So we pedalled up the hill. The road sign pointed to a few local villages and Canterbury via an A road.
Suddenly, Kev appeared, pedalling madly towards us.
'We've gone the wrong bleeding way! I've ended up halfway to bleeding Canterbury!'
We stopped to check on our road maps - the one I'd hardly bothered to look at. Sure enough, it seemed to show a route turning about four miles earlier. So, off we turned and after four miles, there was the little orange arrow, flipping round in the wind. We got back on the correct path, and followed a route that was more undulating than hilly, and finally, a road sign saying 'DOVER'.

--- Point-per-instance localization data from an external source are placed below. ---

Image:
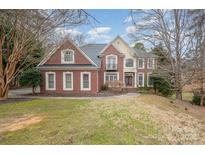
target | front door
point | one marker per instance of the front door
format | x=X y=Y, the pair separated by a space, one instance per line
x=129 y=80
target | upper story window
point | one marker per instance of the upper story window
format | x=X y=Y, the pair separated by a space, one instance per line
x=129 y=62
x=140 y=63
x=85 y=81
x=67 y=56
x=150 y=63
x=50 y=81
x=111 y=62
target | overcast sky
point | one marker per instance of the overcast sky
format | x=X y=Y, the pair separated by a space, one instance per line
x=112 y=23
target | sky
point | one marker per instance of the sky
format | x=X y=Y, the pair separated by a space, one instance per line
x=111 y=23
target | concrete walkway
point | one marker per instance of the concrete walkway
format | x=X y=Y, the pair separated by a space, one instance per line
x=21 y=93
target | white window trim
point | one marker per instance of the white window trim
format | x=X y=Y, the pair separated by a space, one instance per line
x=142 y=79
x=148 y=74
x=133 y=63
x=152 y=63
x=47 y=87
x=110 y=73
x=81 y=81
x=64 y=80
x=62 y=57
x=142 y=65
x=111 y=55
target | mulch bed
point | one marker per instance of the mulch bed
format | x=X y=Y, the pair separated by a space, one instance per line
x=100 y=94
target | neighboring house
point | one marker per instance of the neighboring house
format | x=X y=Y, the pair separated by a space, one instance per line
x=72 y=69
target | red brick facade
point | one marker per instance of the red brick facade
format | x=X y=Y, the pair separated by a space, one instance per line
x=97 y=74
x=111 y=50
x=76 y=82
x=78 y=56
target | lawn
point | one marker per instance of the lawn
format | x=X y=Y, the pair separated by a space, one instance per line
x=186 y=96
x=146 y=119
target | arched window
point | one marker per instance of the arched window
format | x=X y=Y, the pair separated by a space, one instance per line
x=67 y=56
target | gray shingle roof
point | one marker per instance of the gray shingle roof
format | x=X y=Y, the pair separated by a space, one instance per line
x=143 y=54
x=93 y=51
x=67 y=65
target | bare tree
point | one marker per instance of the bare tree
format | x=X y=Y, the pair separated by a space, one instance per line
x=198 y=28
x=19 y=30
x=170 y=27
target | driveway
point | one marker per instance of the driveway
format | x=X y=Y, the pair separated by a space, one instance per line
x=21 y=93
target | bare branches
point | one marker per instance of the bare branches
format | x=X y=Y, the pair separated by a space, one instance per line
x=21 y=31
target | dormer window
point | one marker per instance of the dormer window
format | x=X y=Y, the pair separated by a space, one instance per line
x=67 y=56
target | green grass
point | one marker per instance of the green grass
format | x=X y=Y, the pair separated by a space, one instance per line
x=186 y=96
x=79 y=122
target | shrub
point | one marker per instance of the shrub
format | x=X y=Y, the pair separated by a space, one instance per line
x=196 y=100
x=162 y=86
x=30 y=77
x=104 y=87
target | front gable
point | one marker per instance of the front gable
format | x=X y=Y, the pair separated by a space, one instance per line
x=123 y=47
x=79 y=56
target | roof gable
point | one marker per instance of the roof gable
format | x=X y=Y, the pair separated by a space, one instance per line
x=54 y=57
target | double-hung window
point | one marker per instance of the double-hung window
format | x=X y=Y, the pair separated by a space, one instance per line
x=67 y=80
x=140 y=63
x=50 y=81
x=149 y=80
x=85 y=81
x=111 y=62
x=111 y=76
x=67 y=56
x=150 y=63
x=129 y=62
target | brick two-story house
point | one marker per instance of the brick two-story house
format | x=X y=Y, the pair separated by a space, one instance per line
x=73 y=69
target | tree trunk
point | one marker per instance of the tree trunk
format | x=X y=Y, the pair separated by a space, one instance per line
x=33 y=90
x=4 y=93
x=178 y=94
x=202 y=100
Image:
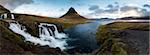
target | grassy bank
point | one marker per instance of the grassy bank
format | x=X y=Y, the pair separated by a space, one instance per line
x=110 y=37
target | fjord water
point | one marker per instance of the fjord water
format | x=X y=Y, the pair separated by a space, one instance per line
x=83 y=36
x=49 y=35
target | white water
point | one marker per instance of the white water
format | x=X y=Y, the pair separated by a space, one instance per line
x=56 y=40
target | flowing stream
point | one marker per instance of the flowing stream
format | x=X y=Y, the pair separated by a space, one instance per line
x=48 y=35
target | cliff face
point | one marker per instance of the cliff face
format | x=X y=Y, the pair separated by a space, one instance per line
x=3 y=10
x=72 y=14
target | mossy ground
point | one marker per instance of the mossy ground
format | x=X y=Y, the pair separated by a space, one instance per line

We arrived at the ferry terminals just before five, with a lick of rain just starting and an expensive coffee waiting in the ticket sales terminal. Most of the cyclists had arrived, all with their own tales, and a couple bearing a few cuts and bruises. Dominic, the guy who'd fallen off at the beginning, was sporting a really nasty bruised face and cuts, while another rider, Glen, was showing off an elbow he'd grazed up twice. Several of us were grumbling about the signs, but overall, the sensation was of quiet exhilaration, of a job done.
And then we had to go and wait for the ferry, on our bikes, in the rain.
For an hour!
I have to say that this was, on reflection, quite easily the lowest point of the entire jaunt. It was a just a miserable and increasingly chilly wait, and when we finally boarded, our spirits lifted somewhat, just to be dashed by SeaFrance's catering efforts - which leads me to another theme during this ride:
For your delectation on this, your first evening meal of your four-day quest, we have:
A rubber cheesburger-delicious hot or cold!
A chicken 'Curry' - it's beige!
sausages and chips - mmm, stale!

I had the chicken 'curry' and 'rice', most of which could quite happily be bounced across the floor.
The ride across the Channel itself was smooth, and I chatted with some of the other riders about how they felt it had gone so far - everyone still came across as enthusiastic, albeit knackered. Eventually, we arrived at Calais, along with the rain. We had to wait until all the motor vehicles had disembarked before we were allowed off en masse, into an evening full of swirling rain and wind. The Discover Adventure truck was waiting for us, and we followed their instructions to follow it in convoy through the Calais night to our hotel. We bumped across the ferry terminal road, out onto the main street, and all of a sudden my bike started purring, as it had its first ever encounter with French tarmac, smoother than any road I've been on before.
After five miles or so, we finally arrived at our destination - a Holiday Inn. I got my room keys, and found I was shairing with Ross, a tall guy from Aberdeenshire who I'd been chatting with on the boat. After having a shower and a truly well-deserved and expensive - 6 euros!)beer, I crashed out after what can only be described as a bit of a long day.